–Dan Kelly, Attorney

In the past on these pages, I have been hard on Apple Inc. for apparent missteps in securing trademark rights to some of its more well-known products (iPhone, iPad).  Last week, Apple landed a victory on the domain name front, winning a Uniform Domain Name Dispute Resolution Procedure (“UDRP”) decision for the appl.com domain name.  This was a no contest affair, and the panelist called it “a textbook example of typosquatting.”  Apple also owns another omitted-letter typo of its apple.com domain name, aple.com.  It does not appear to own the two other omitted-letter typos of its principal domain name:  appe.com or pple.com.

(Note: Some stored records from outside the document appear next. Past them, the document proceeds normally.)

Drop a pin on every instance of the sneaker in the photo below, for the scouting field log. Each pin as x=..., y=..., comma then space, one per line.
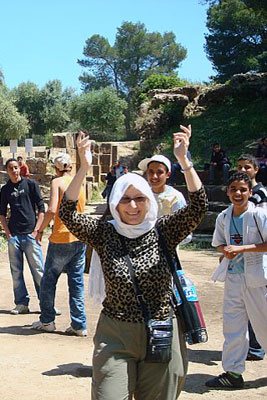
x=226, y=380
x=20, y=309
x=42, y=326
x=76, y=332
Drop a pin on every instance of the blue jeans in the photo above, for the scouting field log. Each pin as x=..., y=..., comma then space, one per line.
x=17, y=245
x=225, y=168
x=69, y=257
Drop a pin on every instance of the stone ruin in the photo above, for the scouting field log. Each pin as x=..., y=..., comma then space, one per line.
x=41, y=169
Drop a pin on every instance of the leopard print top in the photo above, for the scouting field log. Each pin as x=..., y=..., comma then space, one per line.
x=150, y=266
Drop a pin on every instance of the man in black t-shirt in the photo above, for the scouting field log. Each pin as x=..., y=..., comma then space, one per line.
x=219, y=161
x=23, y=197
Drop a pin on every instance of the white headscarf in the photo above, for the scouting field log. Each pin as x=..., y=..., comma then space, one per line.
x=118, y=190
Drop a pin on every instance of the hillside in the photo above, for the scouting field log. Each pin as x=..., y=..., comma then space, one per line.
x=233, y=113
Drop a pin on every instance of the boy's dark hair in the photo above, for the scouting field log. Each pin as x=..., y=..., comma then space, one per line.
x=240, y=176
x=249, y=158
x=10, y=160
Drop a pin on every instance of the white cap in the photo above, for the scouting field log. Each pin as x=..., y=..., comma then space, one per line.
x=157, y=158
x=62, y=161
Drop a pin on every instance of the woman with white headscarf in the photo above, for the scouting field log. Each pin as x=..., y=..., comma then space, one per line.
x=119, y=367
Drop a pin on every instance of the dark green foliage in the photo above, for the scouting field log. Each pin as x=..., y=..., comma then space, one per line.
x=135, y=55
x=237, y=42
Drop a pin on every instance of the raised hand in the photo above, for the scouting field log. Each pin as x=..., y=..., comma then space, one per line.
x=84, y=150
x=181, y=142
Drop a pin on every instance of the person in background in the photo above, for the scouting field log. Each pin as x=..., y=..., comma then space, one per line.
x=110, y=179
x=24, y=170
x=176, y=167
x=241, y=236
x=118, y=169
x=23, y=197
x=64, y=252
x=119, y=367
x=261, y=155
x=219, y=161
x=248, y=164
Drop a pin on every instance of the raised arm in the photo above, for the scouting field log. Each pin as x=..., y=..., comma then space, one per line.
x=181, y=144
x=84, y=150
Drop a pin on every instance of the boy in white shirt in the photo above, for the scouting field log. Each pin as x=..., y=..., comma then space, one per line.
x=241, y=235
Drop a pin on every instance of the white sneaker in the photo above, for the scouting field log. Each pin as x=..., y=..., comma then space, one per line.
x=76, y=332
x=42, y=326
x=20, y=309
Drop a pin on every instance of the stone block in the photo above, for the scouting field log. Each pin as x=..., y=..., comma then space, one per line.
x=59, y=140
x=54, y=152
x=89, y=190
x=105, y=169
x=105, y=159
x=105, y=148
x=95, y=159
x=90, y=171
x=95, y=147
x=42, y=154
x=103, y=178
x=96, y=170
x=42, y=179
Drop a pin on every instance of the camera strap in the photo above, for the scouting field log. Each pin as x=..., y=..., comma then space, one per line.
x=139, y=294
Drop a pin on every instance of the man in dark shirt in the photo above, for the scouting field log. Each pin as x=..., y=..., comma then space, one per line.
x=219, y=161
x=23, y=197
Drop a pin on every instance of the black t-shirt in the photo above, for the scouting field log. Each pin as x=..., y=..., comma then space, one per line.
x=23, y=197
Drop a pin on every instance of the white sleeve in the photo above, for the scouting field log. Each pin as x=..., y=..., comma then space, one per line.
x=218, y=234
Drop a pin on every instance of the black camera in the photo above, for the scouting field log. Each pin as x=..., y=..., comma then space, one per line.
x=159, y=341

Admittedly, upon visual inspection of just the domain names themselves, neither appe.com nor pple.com, to my mind, really calls to mind apple.com.  Appe.com looks more like an added-letter typo of app.com (app.com seeming to be owned by the Asbury Park Press, though you have to look pretty hard to find it), and pple.com looks like a shortened form of people.com, predictably owned by People Magazine.

Well, pictures tell the story.  Here are screen shots of the appl.com, appe.com, and pple.com landing pages as they appear as of this writing:

All three are obviously trading on mis-directed traffic from apple.com, which goes to show you that domainers understand the dynamics of direct navigation and type-in traffic on the Internet.  They understand it better than most brand owners.

And here is a humorous aside that I stumbled upon in my research:  the World Intellectual Property Organization (“WIPO”), provider of UDRP arbitration services, can be found at wipo.org–and the owners of wipo.com know it.  Physician, heal thyself.